Я всегда считала, что в игре важно знать правила, и чуть-чуть презирала такие игры.
Вот почему сейчас, когда с ребенком после года уже интересно играть, но невозможно соблюдать правила, я чувствую, как попадаю в свой жанр. Он не умеет везти машинку по дорожкам на игровом ковре из «Икеа», но мы вместе забавляемся, катая мне по ногам грейпфрут. Он не любит слушать, как я читаю, но любит перелезать через меня, пока я надсаживаюсь на разные голоса над книгой.
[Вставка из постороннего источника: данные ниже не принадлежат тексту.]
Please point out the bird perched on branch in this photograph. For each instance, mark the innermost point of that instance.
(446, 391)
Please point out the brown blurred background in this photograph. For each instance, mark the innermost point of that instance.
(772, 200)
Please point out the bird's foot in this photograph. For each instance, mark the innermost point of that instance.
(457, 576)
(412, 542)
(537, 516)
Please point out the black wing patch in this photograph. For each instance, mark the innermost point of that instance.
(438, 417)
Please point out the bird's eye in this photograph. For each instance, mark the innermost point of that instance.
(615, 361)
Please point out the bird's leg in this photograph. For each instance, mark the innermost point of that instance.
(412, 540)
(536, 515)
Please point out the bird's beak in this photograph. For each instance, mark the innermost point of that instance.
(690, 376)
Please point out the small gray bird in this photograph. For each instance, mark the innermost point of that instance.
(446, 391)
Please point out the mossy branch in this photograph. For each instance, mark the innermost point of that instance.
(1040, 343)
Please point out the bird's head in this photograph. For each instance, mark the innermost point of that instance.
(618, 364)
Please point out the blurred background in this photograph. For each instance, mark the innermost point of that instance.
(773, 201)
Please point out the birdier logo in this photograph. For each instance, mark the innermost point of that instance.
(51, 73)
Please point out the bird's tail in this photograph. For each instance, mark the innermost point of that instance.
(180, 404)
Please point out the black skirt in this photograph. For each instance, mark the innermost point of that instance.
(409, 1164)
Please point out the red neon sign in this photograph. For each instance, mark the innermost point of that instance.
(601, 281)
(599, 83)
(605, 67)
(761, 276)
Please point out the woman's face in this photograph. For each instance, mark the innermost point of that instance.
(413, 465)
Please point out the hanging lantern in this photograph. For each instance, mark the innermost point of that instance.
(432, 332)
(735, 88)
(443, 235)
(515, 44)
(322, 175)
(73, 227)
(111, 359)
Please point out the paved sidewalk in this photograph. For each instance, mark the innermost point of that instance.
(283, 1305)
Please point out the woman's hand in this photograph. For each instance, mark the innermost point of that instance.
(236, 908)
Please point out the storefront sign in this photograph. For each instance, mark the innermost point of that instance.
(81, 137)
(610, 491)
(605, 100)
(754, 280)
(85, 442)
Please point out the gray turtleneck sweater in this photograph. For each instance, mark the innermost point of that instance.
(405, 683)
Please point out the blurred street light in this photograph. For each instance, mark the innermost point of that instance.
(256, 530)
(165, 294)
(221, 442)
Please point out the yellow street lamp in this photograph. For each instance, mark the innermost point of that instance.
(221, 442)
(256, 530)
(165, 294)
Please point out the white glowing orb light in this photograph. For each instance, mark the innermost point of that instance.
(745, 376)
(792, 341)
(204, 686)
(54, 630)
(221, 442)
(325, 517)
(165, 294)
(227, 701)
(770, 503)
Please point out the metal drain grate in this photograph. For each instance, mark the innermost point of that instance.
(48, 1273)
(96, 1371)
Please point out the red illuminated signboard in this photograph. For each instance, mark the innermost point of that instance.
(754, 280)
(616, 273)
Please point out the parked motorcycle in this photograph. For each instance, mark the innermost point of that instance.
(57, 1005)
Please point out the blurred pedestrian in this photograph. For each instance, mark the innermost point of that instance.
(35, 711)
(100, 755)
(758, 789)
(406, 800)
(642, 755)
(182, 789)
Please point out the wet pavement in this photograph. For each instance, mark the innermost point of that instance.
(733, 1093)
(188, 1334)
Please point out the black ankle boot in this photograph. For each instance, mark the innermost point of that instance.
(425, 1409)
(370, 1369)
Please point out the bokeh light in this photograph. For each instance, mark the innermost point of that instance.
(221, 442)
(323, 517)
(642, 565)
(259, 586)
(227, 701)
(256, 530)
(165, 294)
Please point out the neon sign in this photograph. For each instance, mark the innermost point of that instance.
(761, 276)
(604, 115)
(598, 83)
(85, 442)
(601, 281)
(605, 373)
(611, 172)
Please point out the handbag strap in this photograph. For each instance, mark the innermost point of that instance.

Он злится, когда я ставлю кубики один на другой, но хохочет, стоит мне водрузить ему на голову крышку от лампы с ультразвуковым увлажнителем воздуха или плюшевого зайца: ему нравится дожидаться, когда они свалятся, чуть кивнешь.
А вчера он и вовсе включил меня в свою игру. И поиграли мы в поросенка Фунтика.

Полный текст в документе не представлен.